Nanoscopic Morphological Changes in Yeast Cell Surfaces Caused by Oxidative Stress: An Atomic Force Microscopic Study
Canetta Elisabetta 1*, Graeme M. Walker 2 and Ashok K. Adya 1
Condensed Matter Group and BIONTHE (Bio- and Nano- Technologies for Health and Environment) Centre University of Abertay Dundee, Dundee DD1 1HG, U.K, 1Abertay Centre for Environment, School of Contemporary Sciences, University of Abertay Dundee, Dundee DD1 1HG, U.K.
Abstract
Nanoscopic changes in the cell surface morphology of the yeasts Saccharomyces cerevisiae (strain NCYC 1681) and Schizosaccharomyces pombe (strain DVPB 1354), due to their exposure to varying concentrations of hydrogen peroxide (oxidative stress), were investigated using an atomic force microscope (AFM).

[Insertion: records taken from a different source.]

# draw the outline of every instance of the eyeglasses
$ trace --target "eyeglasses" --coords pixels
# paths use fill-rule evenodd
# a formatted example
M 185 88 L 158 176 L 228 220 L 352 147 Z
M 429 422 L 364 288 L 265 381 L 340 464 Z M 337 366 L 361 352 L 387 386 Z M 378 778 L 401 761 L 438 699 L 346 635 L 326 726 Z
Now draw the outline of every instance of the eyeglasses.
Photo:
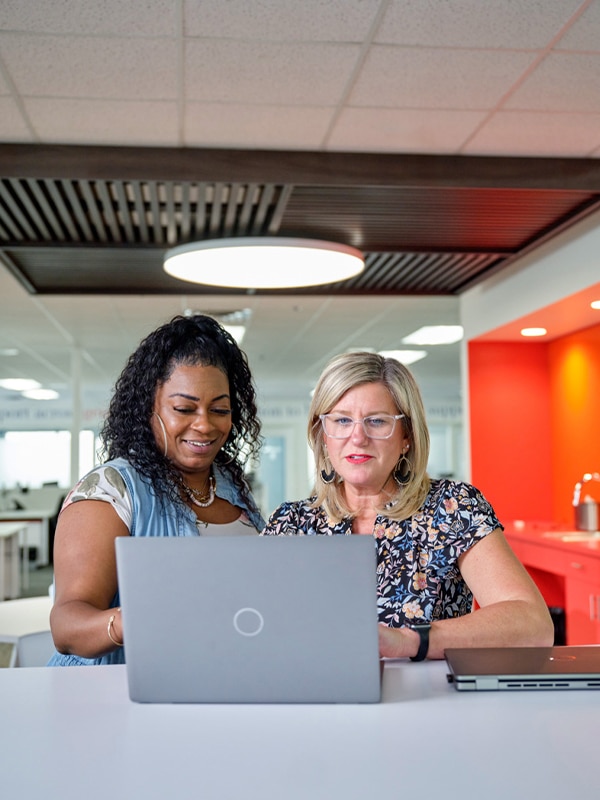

Increasing hydrogen peroxide concentration led to a decrease in cell viabilities and mean cell volumes, and an increase in the surface roughness of the yeasts. In addition, AFM studies revealed that oxidative stress caused cell compression in both S. cerevisiae and Schiz. pombe cells and an increase in the number of aged yeasts. These results confirmed the importance and usefulness of AFM in investigating the morphology of stressed microbial cells at the nanoscale. The results also provided novel information on the relative oxidative stress tolerance of S. cerevisiae and Schiz. pombe.